The sex problems have been since we met. I was his first, but he was not mine. He has never wanted a lot of sex, and I remember when we were first married, I cried because I thought he felt I was not attractive to him because he would turn me down when I initiated. 
I am totally checking out of our marriage right now. I hate the example we are setting for our boys..........I have no idea what to do to fix things. 

Sorry this is so long, I could go on forever. 

Thanks


----------



## Green-Moo

It sounds like you have a strong marriage, other than the sex thing. Would you agree? 

How does your husband react when you touch him? I don't mean intimately, just on the shoulder or whatever? Perhaps he feels under pressure to perform, and when under pressure many people react by just straight refusing. I know there is nothing better to dampen my own libido that the *expectation* that there will be sex.


----------



## texasmom

I guess it is considered "strong". We do not fight, but we really dont talk much. Again, we are great at running the business side of family and marriage, but we do not talk about much else. I do not consider us "best friends". It really is more than just a lack of sex....it is a lack of all intimate behavior......I cant remember the last time we kissed goodnight.
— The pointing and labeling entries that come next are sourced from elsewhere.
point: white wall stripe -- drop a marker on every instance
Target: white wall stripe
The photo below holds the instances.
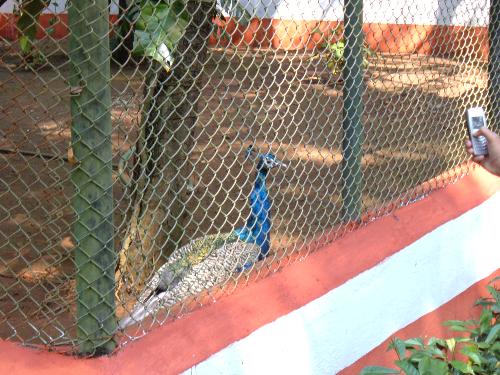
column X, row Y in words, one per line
column 333, row 331
column 422, row 12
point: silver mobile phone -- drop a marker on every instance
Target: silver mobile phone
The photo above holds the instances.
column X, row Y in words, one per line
column 476, row 119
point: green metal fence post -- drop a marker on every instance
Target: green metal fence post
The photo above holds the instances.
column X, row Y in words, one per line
column 494, row 65
column 353, row 110
column 92, row 176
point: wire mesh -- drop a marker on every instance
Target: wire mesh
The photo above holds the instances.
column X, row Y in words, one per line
column 209, row 102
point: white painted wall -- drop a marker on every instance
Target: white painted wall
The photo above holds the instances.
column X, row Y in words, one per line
column 420, row 12
column 335, row 330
I got a kiss this morning, only because he was leaving to go out of town. I need hugs and touching that is not sex, I feel very lonely.


----------



## Amplexor

Texasmom 

If you’ve lurked on this site much you may have heard people speak of a book called The Five Languages of Love. It is an excellent read and may help both of you in understanding what each of you considers important in saying you love each other. My wife and I have different languages. Hers is words of affirmation. Not that I love her but that I think she is important and needed. Mine is physical touch and personal intimacy. Holding hands, hugs….. Our marriage at this point is very much a roommate situation and she is trying to reconnect with me but for the most part we are happier in the marriage than we’ve been in years. We too run the house hold efficiently and don’t argue. We have greatly improved our communication which will be key for the two of you. Try reading the book while he is away and see if you gain some insights. Ask him to read it also. It might be a great way to start the conversations. Good luck


----------



## frustratedinphx

I really feel for you because I'm experiencing the same thing with my husband. I have tried going back to when we were first together to see if we can re-create that initial attraction and try to do the things that I know matter to him. I've backed away completely from asking for or initiating sex and will do so once I feel we are more *connected* again. 

It's starting to work a bit since he now kisses me before he leaves for work, kisses me goodnight and is more open to spooning in bed. It's not everything that I'm craving, but it's a step in the right direction. 

I also struggle with trying hard not to want to have my needs be satisfied *elsewhere*, but I think that will ultimately come with time. In addition, I've come to the realization that I need to have some kind of drop dead point for myself since I've been hanging on for "just 6 mos. more" for many years. I don't want to live in limbo for the rest of my life. It will be miserable being a single parent of 2 kids under 4, but I don't want to throw my own needs to the wayside while setting a bad example of a marriage for my kids. Good luck to you...


----------



## draconis

texasmom said:


> My husband and I just celebrated our 10 year anniversary. We have 2 children and have a pretty happy life from the outside. We have had lots of problems with our marriage. We are great together when it comes to the day to day "business" of our family. Our relationship is another problem. My husband does not know how to show affection to me in a way that I need. We have had sex once in the last 8 months...and not because I do not want to. We have been to counseling and things were better for a while, but now, they are back to bad. We are great roommates. He is an excellent provider and I know he loves me. I am desperate for affection. I have dreams about being with other men and feeling intimate with others. I often wonder if my husband is secretly gay.....he is pretty feminine and does not appear to need sex like most men.
> The sex problems have been since we met. I was his first, but he was not mine. He has never wanted a lot of sex, and I remember when we were first married, I cried because I thought he felt I was not attractive to him because he would turn me down when I initiated.
> I am totally checking out of our marriage right now. I hate the example we are setting for our boys..........I have no idea what to do to fix things.
> 
> Sorry this is so long, I could go on forever.
> 
> Thanks


DO you still date?

draconis


----------



## texasmom

We actually took a trip for our 10 year anniversary. we spent a week at the beach and read books. This was our one big night of 5 minute sex too!!
We do date, but we almost always go out with other couples, which totally takes away from us spending time together. 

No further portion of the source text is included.